One of the aspirations for Humbug is that it can be the basis for an AI operating system. It didn't start that way, however. It started as an AI development application.
Dependency checking
A few months ago I started trying to tease the front-end and back-end modules to make it possible to test this concept. The idea was that if I could separate these then I could build a different front-end, or build apps that needed no front-end at all.
This change is more than just philosophically interesting, however. The idea is that the AI back-end layer should be able to invoke front-end capabilities without even really knowing what they are sometimes. For example, the AI might decide it needs to show the user a file, but different front-end implementations might do this same thing in different ways.
I did the initial separation by hand and I've generally avoided breaking things, but as the code has become more complex it has also start to be easy to make mistakes. I anticipated this might be the case, so a couple of months ago I wrote a GitHub issue saying I needed a special linter tool.
I finally got to this today. I had Claude build me a dependency analysis tool.
The build took a couple of hours because there's quite a lot of code involved in doing this right, but the result is quite pleasing. I did have to stop Claude hugely overengineering things again, however. This is a recurring theme with LLMs.
Entertainingly, it did find an issue.

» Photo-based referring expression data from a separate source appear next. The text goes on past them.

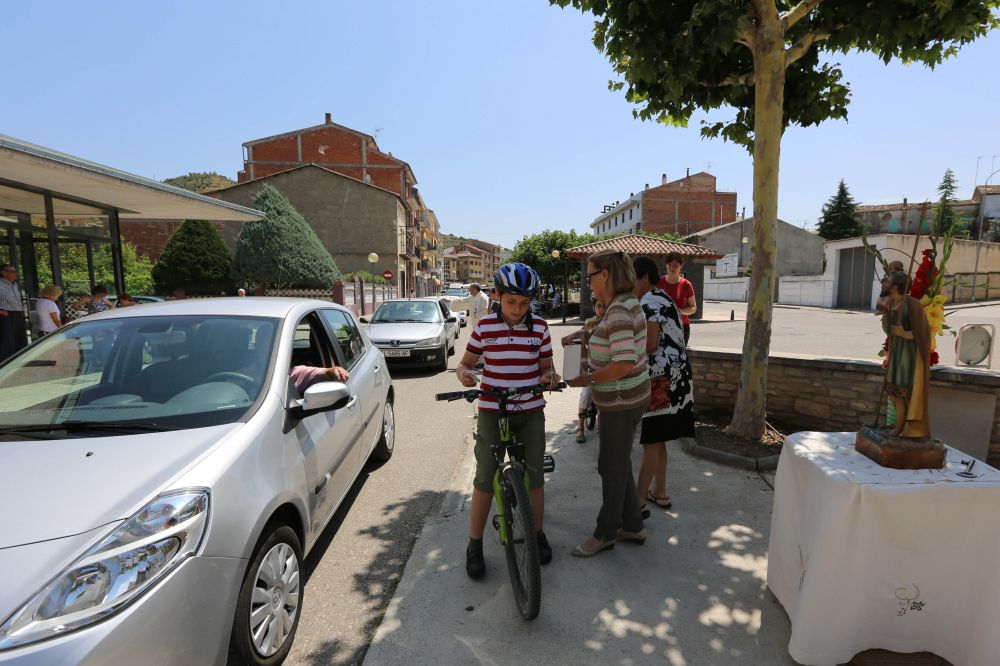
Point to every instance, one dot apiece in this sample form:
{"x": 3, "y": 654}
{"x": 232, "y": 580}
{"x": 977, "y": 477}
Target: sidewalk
{"x": 693, "y": 594}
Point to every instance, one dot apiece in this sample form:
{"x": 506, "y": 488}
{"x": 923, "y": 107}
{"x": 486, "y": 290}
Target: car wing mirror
{"x": 323, "y": 396}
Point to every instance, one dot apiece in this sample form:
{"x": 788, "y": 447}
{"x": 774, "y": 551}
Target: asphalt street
{"x": 352, "y": 572}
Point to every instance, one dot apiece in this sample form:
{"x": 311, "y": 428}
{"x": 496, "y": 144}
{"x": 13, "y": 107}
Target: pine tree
{"x": 840, "y": 216}
{"x": 195, "y": 259}
{"x": 281, "y": 250}
{"x": 945, "y": 217}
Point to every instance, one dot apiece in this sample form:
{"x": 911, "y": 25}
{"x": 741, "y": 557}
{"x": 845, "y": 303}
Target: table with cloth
{"x": 863, "y": 556}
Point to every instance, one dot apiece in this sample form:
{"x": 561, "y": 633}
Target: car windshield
{"x": 399, "y": 311}
{"x": 166, "y": 372}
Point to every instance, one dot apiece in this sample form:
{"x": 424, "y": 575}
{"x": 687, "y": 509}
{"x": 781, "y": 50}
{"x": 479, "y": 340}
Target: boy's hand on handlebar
{"x": 551, "y": 379}
{"x": 465, "y": 377}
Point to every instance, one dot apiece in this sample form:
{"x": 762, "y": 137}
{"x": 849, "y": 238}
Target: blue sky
{"x": 501, "y": 107}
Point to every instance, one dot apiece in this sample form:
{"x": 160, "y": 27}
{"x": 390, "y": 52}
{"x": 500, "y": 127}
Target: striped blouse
{"x": 621, "y": 337}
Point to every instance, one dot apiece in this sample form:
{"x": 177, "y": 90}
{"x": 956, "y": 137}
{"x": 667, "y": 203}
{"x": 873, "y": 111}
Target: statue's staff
{"x": 906, "y": 294}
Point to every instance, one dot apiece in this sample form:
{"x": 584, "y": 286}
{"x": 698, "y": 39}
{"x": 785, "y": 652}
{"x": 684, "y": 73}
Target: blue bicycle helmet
{"x": 517, "y": 278}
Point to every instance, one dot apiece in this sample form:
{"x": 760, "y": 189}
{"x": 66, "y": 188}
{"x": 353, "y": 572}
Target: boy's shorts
{"x": 528, "y": 428}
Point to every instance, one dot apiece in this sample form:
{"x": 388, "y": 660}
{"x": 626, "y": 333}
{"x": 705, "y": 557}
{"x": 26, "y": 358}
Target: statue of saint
{"x": 907, "y": 375}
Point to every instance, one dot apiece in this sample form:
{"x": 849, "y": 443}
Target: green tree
{"x": 761, "y": 59}
{"x": 76, "y": 278}
{"x": 201, "y": 181}
{"x": 840, "y": 216}
{"x": 281, "y": 250}
{"x": 195, "y": 259}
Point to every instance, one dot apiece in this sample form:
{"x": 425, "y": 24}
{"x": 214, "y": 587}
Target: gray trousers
{"x": 620, "y": 507}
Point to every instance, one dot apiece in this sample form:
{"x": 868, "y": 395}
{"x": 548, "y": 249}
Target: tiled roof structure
{"x": 636, "y": 244}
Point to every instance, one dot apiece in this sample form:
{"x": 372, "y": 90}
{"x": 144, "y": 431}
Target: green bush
{"x": 281, "y": 250}
{"x": 195, "y": 259}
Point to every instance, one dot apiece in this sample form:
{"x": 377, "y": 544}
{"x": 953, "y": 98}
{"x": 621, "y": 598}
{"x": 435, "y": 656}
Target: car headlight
{"x": 115, "y": 571}
{"x": 436, "y": 341}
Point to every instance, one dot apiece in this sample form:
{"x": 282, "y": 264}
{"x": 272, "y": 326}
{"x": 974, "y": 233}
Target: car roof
{"x": 246, "y": 306}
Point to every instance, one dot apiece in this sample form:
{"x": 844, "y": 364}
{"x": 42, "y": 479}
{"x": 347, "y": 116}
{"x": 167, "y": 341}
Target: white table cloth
{"x": 862, "y": 556}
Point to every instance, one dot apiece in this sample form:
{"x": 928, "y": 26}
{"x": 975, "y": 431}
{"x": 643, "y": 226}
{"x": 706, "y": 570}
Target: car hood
{"x": 61, "y": 487}
{"x": 408, "y": 331}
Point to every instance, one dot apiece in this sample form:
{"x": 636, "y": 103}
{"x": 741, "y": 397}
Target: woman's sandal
{"x": 662, "y": 502}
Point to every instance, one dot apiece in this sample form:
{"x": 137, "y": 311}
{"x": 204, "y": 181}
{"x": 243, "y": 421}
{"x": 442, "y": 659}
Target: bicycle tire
{"x": 522, "y": 545}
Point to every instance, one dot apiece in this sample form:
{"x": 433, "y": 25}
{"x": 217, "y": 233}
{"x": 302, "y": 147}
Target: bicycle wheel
{"x": 522, "y": 545}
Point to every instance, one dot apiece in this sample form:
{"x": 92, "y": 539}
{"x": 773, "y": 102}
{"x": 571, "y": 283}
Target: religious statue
{"x": 907, "y": 444}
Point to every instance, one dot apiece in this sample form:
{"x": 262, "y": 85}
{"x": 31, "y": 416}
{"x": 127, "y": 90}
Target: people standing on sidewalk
{"x": 517, "y": 347}
{"x": 620, "y": 379}
{"x": 479, "y": 305}
{"x": 680, "y": 289}
{"x": 13, "y": 334}
{"x": 586, "y": 395}
{"x": 49, "y": 317}
{"x": 670, "y": 413}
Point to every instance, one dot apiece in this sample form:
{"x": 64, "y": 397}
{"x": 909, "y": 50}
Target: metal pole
{"x": 979, "y": 233}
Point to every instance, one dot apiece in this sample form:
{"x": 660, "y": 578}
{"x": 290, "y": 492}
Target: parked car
{"x": 169, "y": 479}
{"x": 413, "y": 331}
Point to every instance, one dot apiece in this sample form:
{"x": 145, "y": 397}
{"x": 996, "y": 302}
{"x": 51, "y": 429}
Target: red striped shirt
{"x": 511, "y": 356}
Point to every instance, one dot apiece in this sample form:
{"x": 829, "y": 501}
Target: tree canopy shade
{"x": 762, "y": 60}
{"x": 281, "y": 250}
{"x": 840, "y": 216}
{"x": 195, "y": 259}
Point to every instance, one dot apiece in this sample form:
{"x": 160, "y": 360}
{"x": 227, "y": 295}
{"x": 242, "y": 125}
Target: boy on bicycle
{"x": 517, "y": 348}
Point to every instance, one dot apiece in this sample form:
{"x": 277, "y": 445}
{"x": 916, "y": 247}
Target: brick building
{"x": 682, "y": 207}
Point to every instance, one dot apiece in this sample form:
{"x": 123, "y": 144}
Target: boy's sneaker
{"x": 475, "y": 564}
{"x": 544, "y": 549}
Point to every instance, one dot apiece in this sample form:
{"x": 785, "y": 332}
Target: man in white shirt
{"x": 479, "y": 305}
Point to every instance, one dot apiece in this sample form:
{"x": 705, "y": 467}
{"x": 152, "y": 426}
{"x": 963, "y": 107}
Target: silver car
{"x": 413, "y": 331}
{"x": 163, "y": 478}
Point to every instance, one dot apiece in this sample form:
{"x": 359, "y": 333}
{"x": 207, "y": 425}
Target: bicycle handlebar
{"x": 499, "y": 392}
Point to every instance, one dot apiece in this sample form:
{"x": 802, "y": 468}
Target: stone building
{"x": 682, "y": 207}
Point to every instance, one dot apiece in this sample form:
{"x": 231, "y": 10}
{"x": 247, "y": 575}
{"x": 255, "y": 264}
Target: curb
{"x": 766, "y": 464}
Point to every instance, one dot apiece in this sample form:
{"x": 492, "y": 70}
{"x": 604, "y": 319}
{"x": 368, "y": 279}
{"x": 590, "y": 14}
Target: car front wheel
{"x": 267, "y": 611}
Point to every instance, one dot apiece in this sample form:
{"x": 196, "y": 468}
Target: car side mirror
{"x": 323, "y": 396}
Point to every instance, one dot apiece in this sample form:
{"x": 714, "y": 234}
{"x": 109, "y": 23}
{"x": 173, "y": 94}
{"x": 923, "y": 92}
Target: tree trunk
{"x": 769, "y": 94}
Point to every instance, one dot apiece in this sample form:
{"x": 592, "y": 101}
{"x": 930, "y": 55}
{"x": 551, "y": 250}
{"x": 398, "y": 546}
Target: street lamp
{"x": 555, "y": 255}
{"x": 979, "y": 232}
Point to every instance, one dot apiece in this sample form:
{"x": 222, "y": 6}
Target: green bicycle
{"x": 514, "y": 519}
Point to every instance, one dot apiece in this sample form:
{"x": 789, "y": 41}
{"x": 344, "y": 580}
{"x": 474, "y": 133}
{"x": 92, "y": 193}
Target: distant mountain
{"x": 201, "y": 182}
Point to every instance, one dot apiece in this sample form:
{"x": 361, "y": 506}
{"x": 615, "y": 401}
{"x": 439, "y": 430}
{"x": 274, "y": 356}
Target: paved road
{"x": 825, "y": 332}
{"x": 353, "y": 571}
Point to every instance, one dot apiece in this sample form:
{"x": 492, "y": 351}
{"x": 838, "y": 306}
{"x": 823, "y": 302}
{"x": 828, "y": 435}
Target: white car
{"x": 164, "y": 479}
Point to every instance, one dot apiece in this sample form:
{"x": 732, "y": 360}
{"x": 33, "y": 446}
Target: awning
{"x": 32, "y": 167}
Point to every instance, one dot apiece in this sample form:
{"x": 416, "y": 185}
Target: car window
{"x": 347, "y": 336}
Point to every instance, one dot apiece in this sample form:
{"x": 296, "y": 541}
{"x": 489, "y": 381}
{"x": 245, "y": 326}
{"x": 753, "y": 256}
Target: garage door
{"x": 854, "y": 284}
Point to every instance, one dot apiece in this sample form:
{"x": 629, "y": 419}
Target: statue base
{"x": 899, "y": 452}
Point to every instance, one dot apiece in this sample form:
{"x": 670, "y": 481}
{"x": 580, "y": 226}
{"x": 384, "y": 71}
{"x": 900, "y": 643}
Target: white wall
{"x": 814, "y": 290}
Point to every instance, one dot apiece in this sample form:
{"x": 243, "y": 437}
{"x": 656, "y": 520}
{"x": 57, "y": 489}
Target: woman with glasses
{"x": 619, "y": 376}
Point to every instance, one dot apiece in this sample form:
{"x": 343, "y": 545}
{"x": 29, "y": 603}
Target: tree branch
{"x": 798, "y": 12}
{"x": 801, "y": 47}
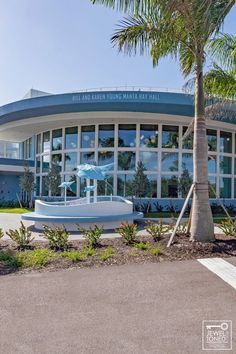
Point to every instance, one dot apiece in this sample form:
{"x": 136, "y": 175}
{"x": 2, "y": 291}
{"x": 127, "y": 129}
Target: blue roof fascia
{"x": 133, "y": 101}
{"x": 16, "y": 162}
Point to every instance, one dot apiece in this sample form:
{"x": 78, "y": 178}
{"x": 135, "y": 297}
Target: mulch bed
{"x": 181, "y": 249}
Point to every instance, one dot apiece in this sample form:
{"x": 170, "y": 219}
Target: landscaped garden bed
{"x": 96, "y": 252}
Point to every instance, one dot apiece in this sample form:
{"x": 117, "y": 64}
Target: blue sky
{"x": 64, "y": 45}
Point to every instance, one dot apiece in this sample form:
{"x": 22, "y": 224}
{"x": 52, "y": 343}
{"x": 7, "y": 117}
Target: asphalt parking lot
{"x": 137, "y": 308}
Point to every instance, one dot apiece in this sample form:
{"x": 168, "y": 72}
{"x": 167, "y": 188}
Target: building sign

My change yesterday introduced a dependency it shouldn't have done!
(venv) $ [15:35:23 ~/github/m6r/humbug] python -m tools.dependency_checker check
Dependency Check Results
========================
✓ ai_conversation_transcript/ - checked, no violations
✓ ai_tool/ - checked, no violations
✓ dast/ - checked, no violations
✓ dmarkdown/ - checked, no violations
✓ humbug/ - checked, no violations
✓ metaphor/ - checked, no violations
✓ syntax/ - checked, no violations
✓ terminal/ - checked, no violations
✗ ai/ - 1 violation(s) found (1 internal)
Internal Module Violations:
----------------------------
src/ai/ai_conversation.py:19
└─ 🔗 Illegal import: from humbug.language.language_manager import LanguageManager
Rule: ai cannot depend on humbug
Summary:
Files checked: 249
Modules checked: 9
Total violations: 1
Internal violations: 1
Status: ✗ FAILED - 1 violation(s)
Fortunately this only took 5 minutes to fix.
Letting Humbug control the terminal
The current terminal design gave Humbug the ability to open and close terminal tabs, but not to do anything with them after that. That's interesting, but a little limiting!
I explained I wanted to be able to use the terminal to send and check commands within the Humbug environment, then reminded the AI that it already had a sleep call so it could arrange to wait for things to happen. One small nudge to Claude was that I wanted the existing system AI tool to be updated rather than adding a new one and it then coded up something, with user tool approvals for commands being submitted.
The first version worked first time (yay!) but had some mypy
issues. I asked it to run mypy
and it proceeede to iterate through debugging how to do that, got results, waited for things to stabilize, then debugged and fixed the errors.
Total elapsed time, including writing this note of 39 minutes.
This isn't perfect (there are some protected attribute accesses I need to fix) but that's pretty bloody amazing!
What's equally interesting is this is another case of providing an LLM a set of orthogonal tools and it being able to string them together in surprising an interesting ways. E.g. "open terminal", "run command", "sleep", "read the terminal", rinse and repeat.